Mr. Xi, who started his campaign late last year with a regulatory assault on private technology giants, is launching a sweeping round of inspections of financial institutions. According to people with knowledge of the plan, the inspections, announced in September with few details, focus on whether state-owned banks, investment funds and financial regulators have become too chummy with private firms, especially some that have recently landed in Beijing’s crosshairs, such as property giant China Evergrande Group, ride-hailing company Didi Global Inc. and financial-technology firm Ant Group.

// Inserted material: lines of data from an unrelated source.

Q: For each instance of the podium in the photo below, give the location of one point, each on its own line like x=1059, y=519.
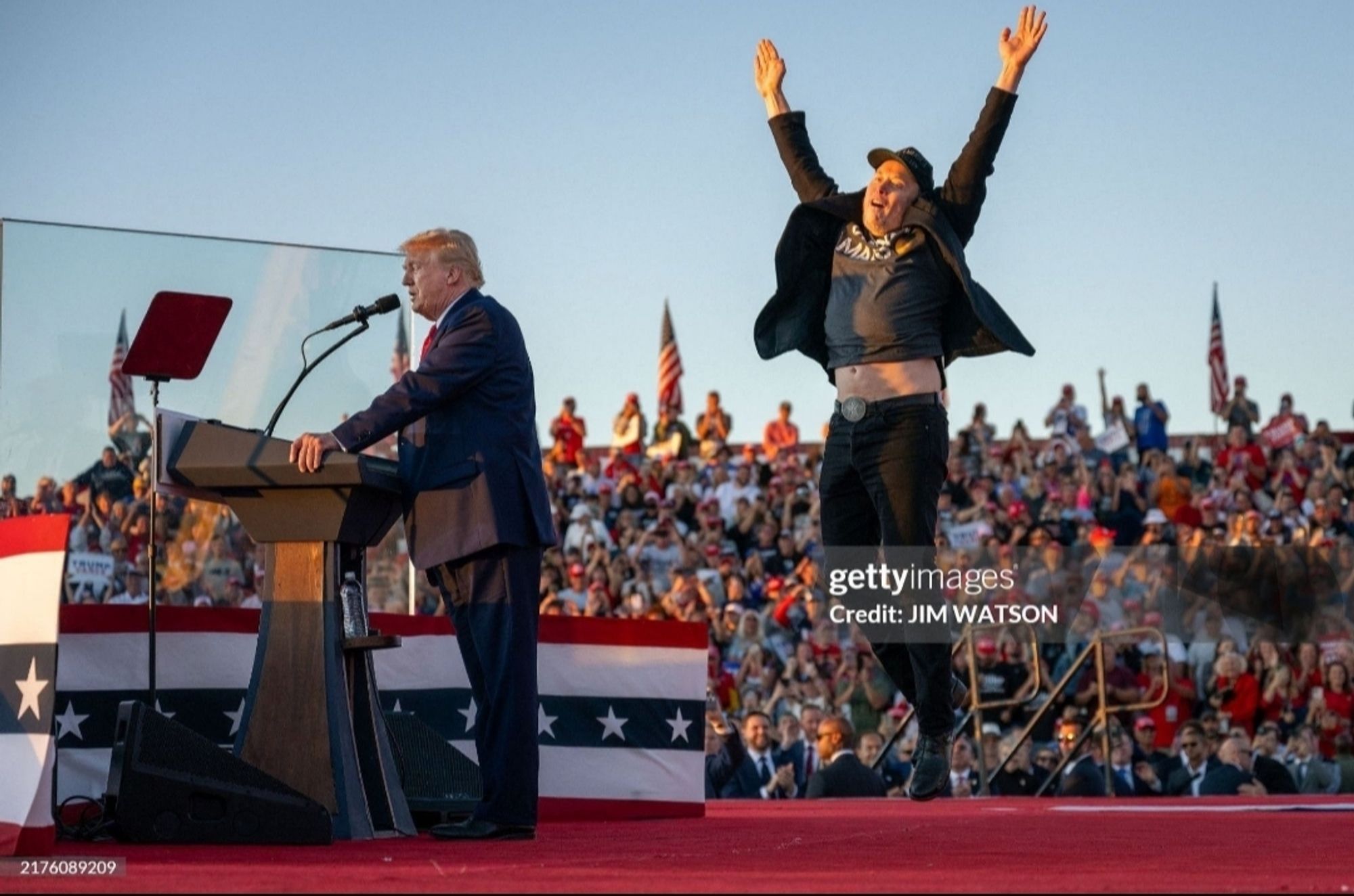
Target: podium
x=312, y=717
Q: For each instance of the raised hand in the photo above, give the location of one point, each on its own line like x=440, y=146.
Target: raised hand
x=768, y=75
x=1018, y=48
x=768, y=70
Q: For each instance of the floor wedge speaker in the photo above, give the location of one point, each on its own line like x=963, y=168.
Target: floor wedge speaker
x=169, y=784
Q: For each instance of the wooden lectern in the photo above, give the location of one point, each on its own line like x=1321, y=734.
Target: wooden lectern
x=312, y=717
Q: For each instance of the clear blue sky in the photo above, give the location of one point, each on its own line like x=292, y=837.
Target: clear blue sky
x=609, y=155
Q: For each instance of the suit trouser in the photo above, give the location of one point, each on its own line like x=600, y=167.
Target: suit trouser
x=492, y=599
x=879, y=487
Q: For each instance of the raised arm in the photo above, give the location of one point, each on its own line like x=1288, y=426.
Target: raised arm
x=966, y=186
x=798, y=155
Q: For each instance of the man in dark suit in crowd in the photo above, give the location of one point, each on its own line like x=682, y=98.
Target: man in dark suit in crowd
x=1233, y=776
x=802, y=752
x=842, y=774
x=1085, y=776
x=477, y=514
x=763, y=775
x=1123, y=769
x=1185, y=775
x=1311, y=774
x=724, y=753
x=1269, y=774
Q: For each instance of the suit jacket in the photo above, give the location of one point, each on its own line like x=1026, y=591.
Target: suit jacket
x=745, y=784
x=469, y=455
x=1084, y=779
x=795, y=756
x=973, y=323
x=1322, y=778
x=1019, y=783
x=1225, y=780
x=1138, y=788
x=1180, y=783
x=847, y=776
x=721, y=767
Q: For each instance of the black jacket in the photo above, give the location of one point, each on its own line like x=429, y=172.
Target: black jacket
x=1180, y=782
x=1226, y=780
x=974, y=324
x=1273, y=775
x=1084, y=779
x=848, y=776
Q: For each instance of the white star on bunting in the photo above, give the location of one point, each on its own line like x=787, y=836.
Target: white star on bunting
x=680, y=727
x=29, y=691
x=611, y=725
x=70, y=723
x=236, y=717
x=469, y=714
x=545, y=725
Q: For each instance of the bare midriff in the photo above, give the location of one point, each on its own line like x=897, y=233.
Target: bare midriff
x=888, y=380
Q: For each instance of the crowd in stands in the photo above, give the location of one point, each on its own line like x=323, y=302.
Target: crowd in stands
x=1240, y=556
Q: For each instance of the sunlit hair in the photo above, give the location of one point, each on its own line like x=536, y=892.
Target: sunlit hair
x=453, y=248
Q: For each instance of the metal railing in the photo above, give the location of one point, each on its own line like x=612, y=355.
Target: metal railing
x=976, y=706
x=1100, y=723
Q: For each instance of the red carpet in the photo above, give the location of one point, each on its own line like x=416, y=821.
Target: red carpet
x=795, y=847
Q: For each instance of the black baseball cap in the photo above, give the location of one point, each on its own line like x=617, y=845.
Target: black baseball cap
x=912, y=159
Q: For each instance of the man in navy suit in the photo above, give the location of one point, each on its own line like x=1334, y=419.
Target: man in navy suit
x=477, y=514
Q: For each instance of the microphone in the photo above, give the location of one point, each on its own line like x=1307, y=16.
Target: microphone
x=359, y=315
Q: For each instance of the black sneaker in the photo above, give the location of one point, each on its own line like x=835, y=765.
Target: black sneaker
x=931, y=768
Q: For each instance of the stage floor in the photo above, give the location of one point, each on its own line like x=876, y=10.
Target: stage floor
x=1222, y=845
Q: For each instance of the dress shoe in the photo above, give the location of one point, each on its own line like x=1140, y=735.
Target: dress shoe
x=931, y=768
x=483, y=830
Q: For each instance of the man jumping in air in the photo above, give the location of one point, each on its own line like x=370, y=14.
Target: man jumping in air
x=874, y=286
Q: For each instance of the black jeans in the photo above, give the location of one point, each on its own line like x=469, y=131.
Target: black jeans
x=492, y=600
x=881, y=484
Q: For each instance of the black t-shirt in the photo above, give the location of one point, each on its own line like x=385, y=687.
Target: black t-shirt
x=116, y=480
x=888, y=298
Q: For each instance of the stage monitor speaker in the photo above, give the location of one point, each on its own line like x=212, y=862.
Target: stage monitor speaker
x=437, y=778
x=169, y=784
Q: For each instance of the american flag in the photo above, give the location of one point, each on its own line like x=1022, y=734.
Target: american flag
x=33, y=554
x=1217, y=361
x=670, y=366
x=400, y=361
x=123, y=400
x=619, y=721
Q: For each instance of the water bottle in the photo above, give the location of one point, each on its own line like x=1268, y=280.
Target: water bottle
x=354, y=607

The examination, which is led by China’s top anticorruption agency and centers on 25 financial institutions at the heart of the Chinese economy, is the most extensive of a sector Mr. Xi has been suspicious of since coming to power nearly a decade ago. It is part of his broad effort to steer China’s economic system away from Western-style capitalism in the run-up to a leadership transition late next year, when Mr. Xi is expected to sidestep convention and continue his rule beyond the usual two five-year terms.
Starting this month, graft-busters from the Central Commission for Discipline Inspection are fanning out through the offices of the 25 state institutions, reviewing files of their lending, investment and regulatory records and demanding answers to how certain deals or decisions related to the private firms were made, according to the people familiar with the plan.